Maker Manifesto

« … il est de notre côté une certitude. La construction et les recompositions du monde maker ont directement à voir avec les évolutions tendancielles de la société moderne contemporaine. Les makers contribuent non seulement aux mutations actuelles, mais leur monde constitue également un excellent révélateur des lignes de recomposition dont ce début de millénaire est le théâtre. Cela est vrai à tout le moins pour ce qui concerne trois thématiques difficilement sécables autrement qu’en théorie : le travail, la technique et l’individuation. »

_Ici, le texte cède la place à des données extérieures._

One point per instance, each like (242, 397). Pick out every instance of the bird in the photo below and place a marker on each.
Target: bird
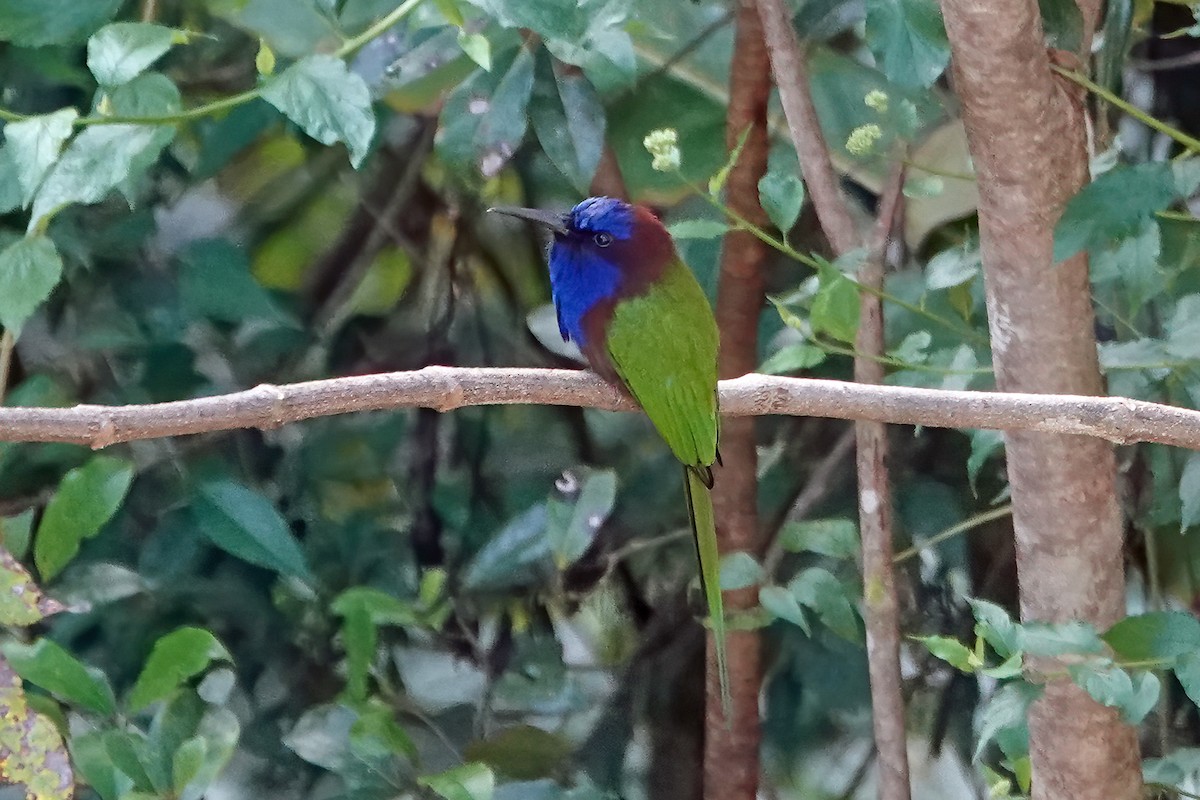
(641, 319)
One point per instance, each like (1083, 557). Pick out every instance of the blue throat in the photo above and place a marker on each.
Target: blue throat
(579, 281)
(581, 274)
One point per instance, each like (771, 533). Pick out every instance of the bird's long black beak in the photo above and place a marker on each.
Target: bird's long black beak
(553, 221)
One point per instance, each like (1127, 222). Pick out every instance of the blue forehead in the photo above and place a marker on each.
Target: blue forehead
(605, 214)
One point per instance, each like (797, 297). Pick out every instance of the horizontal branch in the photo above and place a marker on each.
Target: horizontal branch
(444, 389)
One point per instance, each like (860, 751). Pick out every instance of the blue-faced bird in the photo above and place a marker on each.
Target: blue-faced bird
(636, 312)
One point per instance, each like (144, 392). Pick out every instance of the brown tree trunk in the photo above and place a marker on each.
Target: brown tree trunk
(731, 749)
(1027, 139)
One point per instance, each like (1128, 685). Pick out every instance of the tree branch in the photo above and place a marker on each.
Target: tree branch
(1115, 419)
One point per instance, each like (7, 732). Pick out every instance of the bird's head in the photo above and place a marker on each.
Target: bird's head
(600, 226)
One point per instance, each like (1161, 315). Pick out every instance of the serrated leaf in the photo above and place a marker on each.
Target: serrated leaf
(175, 659)
(328, 101)
(1155, 636)
(34, 145)
(31, 749)
(909, 41)
(571, 524)
(30, 268)
(781, 603)
(245, 524)
(569, 120)
(821, 591)
(46, 663)
(53, 22)
(781, 196)
(835, 307)
(1113, 206)
(1060, 638)
(97, 161)
(996, 627)
(120, 52)
(697, 229)
(792, 358)
(85, 500)
(949, 650)
(466, 782)
(837, 537)
(22, 601)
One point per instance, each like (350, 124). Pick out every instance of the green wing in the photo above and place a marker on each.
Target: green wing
(663, 344)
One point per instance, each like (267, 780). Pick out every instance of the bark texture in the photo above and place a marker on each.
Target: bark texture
(1027, 138)
(731, 747)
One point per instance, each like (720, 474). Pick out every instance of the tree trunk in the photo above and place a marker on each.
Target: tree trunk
(731, 747)
(1027, 139)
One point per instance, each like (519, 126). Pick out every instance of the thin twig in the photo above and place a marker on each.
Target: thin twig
(881, 605)
(792, 80)
(1115, 419)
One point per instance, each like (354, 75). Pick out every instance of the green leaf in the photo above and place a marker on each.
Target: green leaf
(571, 523)
(837, 537)
(996, 627)
(175, 659)
(951, 650)
(739, 570)
(328, 101)
(88, 497)
(245, 524)
(792, 358)
(22, 601)
(953, 266)
(1155, 636)
(477, 47)
(1003, 720)
(53, 22)
(569, 121)
(1061, 638)
(1189, 493)
(1187, 669)
(835, 307)
(61, 674)
(97, 161)
(1062, 23)
(1113, 206)
(34, 753)
(697, 229)
(781, 196)
(783, 603)
(34, 145)
(1114, 687)
(821, 591)
(30, 268)
(909, 41)
(120, 52)
(466, 782)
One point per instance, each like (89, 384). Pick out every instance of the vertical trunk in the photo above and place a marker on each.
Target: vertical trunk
(731, 751)
(1027, 139)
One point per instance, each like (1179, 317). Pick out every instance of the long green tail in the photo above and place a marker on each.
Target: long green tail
(703, 527)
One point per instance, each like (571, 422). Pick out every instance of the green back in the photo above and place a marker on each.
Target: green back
(663, 344)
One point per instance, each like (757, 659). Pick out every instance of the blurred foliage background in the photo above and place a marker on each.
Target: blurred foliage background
(498, 602)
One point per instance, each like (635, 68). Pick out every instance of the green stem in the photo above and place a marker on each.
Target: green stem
(953, 530)
(1128, 108)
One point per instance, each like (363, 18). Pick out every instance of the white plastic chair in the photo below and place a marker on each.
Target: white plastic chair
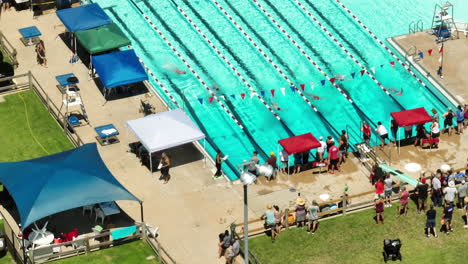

« Le monde makers participe activement à ce processus de recomposition. Dans les makerspaces {…} l’opposition entre travail et formation perd de son sens puisque chacun, tour à tour, peut être maître et apprenant, éducateur et producteur … Là aussi, la frontière entre le travail à titre onéreux et travail à titre gratuit est devenue extrêmement floue, tout comme est devenue problématique l’opposition entre le privé et le public. Les fablabs et hackerspaces accueillent aussi bien des personnes qui viennent bidouiller pour le plaisir que des entrepreneurs ou futurs entrepreneurs qui trouvent dans les tiers-lieux les ressources nécessaires au développement d’un projet à finalité marchande. La dernière frontière n’est guère plus pertinente pour comprendre les logiques de mobilisation et d’usage du travail à l’œuvre dans les makerspaces, La raison majeure tenant au fait que nombre de ceux qui fréquentent ces « tiers-lieux » se jouent allègrement des oppositions statutaires qui séparent les salariés des indépendants. Comment rendre compte de ces évolutions ? Plutôt que de raisonner paresseusement en termes d’hybridation ou de récupération, postures finalement très conservatrices, c’est davantage en faisant le pari que du neuf se construit sur les débris du vieux monde fordien que l’on pourra finalement prendre au sérieux le monde maker comme un des vecteurs de recomposition radicale du travail. »

BERREBI-HOFFMANN Isabelle, BUREAU Marie-Christine, LALLEMENT Michel. (2018). Makers. Enquête sur les laboratoires du changement social. Paris, Editions du Seuil. p. 322-324.